In fact, global warming is increasing the frequency and severity of all those events, as well as raising sea levels. But it comes from something quite different from an evil-looking terrorist. The sources—such as power plants, vehicles, farms, and factories—are impersonal and invisible, and close to home—the way we use energy, not the machinations of a foreigner. Faced with a threat with these attributes, the brain reacts with an unimpressed meh: Our minds evolved to detect and respond to threats that have certain features, and global warming has none of them.
In terms of getting people to care about global warming enough to demand a government response or to take personal action, “you couldn’t design a problem that’s a worse fit for our psychology,” Andrew Leiserowitz, director of the Yale Project on Climate Change Communications, told me.

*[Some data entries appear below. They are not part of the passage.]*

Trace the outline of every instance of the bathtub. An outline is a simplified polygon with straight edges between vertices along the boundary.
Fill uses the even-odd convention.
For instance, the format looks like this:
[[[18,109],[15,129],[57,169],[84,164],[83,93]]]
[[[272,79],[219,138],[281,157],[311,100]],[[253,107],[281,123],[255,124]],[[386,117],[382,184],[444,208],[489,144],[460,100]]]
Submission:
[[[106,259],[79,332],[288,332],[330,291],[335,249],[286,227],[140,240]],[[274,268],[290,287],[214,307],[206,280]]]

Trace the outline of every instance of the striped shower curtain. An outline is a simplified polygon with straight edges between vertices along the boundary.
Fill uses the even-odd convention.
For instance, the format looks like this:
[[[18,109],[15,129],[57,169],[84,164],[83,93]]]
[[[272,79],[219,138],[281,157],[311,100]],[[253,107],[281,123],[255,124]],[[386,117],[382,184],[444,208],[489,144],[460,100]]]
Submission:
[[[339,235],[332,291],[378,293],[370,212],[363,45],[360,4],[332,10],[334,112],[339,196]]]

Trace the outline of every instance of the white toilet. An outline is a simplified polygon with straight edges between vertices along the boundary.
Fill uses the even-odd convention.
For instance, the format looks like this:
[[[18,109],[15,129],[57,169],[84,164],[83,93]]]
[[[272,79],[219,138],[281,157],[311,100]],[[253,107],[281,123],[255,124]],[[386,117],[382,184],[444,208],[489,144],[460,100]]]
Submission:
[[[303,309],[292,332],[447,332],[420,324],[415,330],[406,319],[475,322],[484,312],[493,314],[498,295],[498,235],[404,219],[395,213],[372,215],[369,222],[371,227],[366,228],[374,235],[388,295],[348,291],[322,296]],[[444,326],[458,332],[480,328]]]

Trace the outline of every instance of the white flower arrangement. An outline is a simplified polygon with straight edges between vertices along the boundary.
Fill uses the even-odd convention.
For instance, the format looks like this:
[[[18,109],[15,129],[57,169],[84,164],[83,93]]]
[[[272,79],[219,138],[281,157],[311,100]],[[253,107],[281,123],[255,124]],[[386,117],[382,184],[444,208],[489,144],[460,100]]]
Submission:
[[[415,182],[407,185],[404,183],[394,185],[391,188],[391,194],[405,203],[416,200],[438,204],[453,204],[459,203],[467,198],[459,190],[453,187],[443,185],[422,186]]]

Countless polls have documented the lack of concern about global warming and the resulting climate change, which threatens to exact an enormous financial and human toll. The Yale Project’s 2015 survey, for instance, found that about 16% of US adults are die-hard climate deniers, rejecting the scientific research that has documented how the rise in greenhouse gases from human activities (primarily burning coal, oil, and natural gas) is trapping heat in the planet’s atmosphere and altering Earth’s climate. While another 63% believe (correctly) that global warming is happening, only 48% believe (also correctly) that it is due to human activities. Just 41% know that the vast majority of climatologists have reached that conclusion. This has been widely and repeatedly reported in the media, so when people say they do not “believe” these facts, or don’t care about them, it suggests something in their psychology is at fault.